# Raw Goat Milk in San Antonio TX



## Daniel Babcock (May 28, 2008)

I have a friend and former customer that just moved to San Antonio Texas. She has a young family and children who desperately need RAWgoat milk. The closest dairy she can find is over an hour away. 

Any DGI members who sell goat milk, or know of anyone that sells goat milk in the San Antonio area?

Thanks in advance!


----------



## NubianSoaps.com (Oct 26, 2007)

*Re: Raw Goat Milk in San Antonia TX*

In the grand scheme of Texas, and hour away is practically next door!
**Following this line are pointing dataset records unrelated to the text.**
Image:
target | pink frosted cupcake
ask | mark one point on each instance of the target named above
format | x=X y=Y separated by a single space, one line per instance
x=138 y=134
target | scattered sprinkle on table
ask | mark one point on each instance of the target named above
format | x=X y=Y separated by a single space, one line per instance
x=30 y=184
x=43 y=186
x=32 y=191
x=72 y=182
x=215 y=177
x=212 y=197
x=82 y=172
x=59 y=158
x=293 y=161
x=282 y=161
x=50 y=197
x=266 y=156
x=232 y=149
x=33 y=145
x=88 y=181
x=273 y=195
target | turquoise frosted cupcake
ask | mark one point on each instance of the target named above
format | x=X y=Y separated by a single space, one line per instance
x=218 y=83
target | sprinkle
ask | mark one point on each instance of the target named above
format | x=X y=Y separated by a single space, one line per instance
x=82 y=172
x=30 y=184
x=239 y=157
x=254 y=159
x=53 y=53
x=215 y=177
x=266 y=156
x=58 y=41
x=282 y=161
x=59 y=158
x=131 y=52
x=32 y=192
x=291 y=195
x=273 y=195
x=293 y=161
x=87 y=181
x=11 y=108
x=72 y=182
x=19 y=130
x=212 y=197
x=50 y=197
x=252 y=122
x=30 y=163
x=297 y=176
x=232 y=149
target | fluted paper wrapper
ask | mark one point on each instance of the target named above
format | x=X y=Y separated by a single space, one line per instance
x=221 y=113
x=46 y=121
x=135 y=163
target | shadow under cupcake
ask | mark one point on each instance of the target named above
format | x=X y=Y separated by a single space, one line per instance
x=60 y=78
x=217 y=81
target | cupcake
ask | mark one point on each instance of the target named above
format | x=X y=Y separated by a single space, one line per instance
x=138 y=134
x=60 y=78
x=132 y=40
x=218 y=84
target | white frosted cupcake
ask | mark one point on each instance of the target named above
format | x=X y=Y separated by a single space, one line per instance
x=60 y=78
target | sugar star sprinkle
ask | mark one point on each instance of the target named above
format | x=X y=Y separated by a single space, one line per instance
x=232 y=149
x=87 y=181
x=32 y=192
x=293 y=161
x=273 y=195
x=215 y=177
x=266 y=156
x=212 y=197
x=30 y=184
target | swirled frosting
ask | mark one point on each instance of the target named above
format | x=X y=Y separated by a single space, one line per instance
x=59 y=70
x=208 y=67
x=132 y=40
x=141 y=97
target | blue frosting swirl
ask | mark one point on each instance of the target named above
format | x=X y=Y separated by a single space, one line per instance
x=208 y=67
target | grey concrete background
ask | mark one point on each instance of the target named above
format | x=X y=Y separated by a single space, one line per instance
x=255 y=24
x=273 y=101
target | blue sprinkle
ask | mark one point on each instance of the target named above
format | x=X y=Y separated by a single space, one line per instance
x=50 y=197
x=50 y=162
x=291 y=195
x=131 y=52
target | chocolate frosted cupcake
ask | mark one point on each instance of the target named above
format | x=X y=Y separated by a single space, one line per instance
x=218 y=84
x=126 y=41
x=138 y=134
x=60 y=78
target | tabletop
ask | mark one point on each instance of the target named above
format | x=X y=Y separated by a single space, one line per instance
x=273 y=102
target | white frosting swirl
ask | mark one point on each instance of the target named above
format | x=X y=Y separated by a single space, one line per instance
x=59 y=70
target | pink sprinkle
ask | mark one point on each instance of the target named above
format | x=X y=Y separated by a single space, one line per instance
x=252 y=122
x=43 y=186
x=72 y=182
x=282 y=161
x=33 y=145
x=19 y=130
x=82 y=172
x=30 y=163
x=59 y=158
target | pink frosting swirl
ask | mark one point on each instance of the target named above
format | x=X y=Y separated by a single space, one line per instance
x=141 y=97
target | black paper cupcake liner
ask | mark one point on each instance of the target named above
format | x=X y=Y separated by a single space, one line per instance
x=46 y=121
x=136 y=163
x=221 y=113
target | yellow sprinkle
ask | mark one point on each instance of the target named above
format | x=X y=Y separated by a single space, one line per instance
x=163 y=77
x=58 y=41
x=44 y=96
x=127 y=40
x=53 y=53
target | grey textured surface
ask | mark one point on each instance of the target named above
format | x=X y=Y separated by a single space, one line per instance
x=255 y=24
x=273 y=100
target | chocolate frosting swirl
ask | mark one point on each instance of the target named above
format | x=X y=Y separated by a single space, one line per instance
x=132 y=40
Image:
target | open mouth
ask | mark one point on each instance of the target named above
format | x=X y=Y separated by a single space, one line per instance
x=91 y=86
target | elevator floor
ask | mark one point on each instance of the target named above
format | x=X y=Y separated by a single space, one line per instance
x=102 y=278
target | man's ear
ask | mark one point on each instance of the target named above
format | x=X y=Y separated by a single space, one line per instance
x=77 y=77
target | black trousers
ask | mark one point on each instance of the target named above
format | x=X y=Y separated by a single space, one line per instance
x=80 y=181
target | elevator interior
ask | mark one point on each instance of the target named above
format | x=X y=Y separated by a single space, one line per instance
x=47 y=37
I know I would only be buying milk from Claudia and Robert Ragels. http://drinkgoatsmilk.com/ They make wonderful cheese, have beautiful goats, clean very well taken care of place and the cheese room was spotless. They do several farmers markets also which is on their site. If that is to far, at least ask them whom to buy from


----------



## informative (Aug 24, 2012)

*Re: Raw Goat Milk in San Antonia TX*

Please excuse my ignorance on this topic but what is the distinction about? Why would raw milk be required as opposed to pasteurized which they sell at stores for what seems like a lot $15 per gallon pricing.


----------



## wheytogosaanens (Oct 26, 2007)

*Re: Raw Goat Milk in San Antonia TX*

Cuz pasteurized milk tastes nasty?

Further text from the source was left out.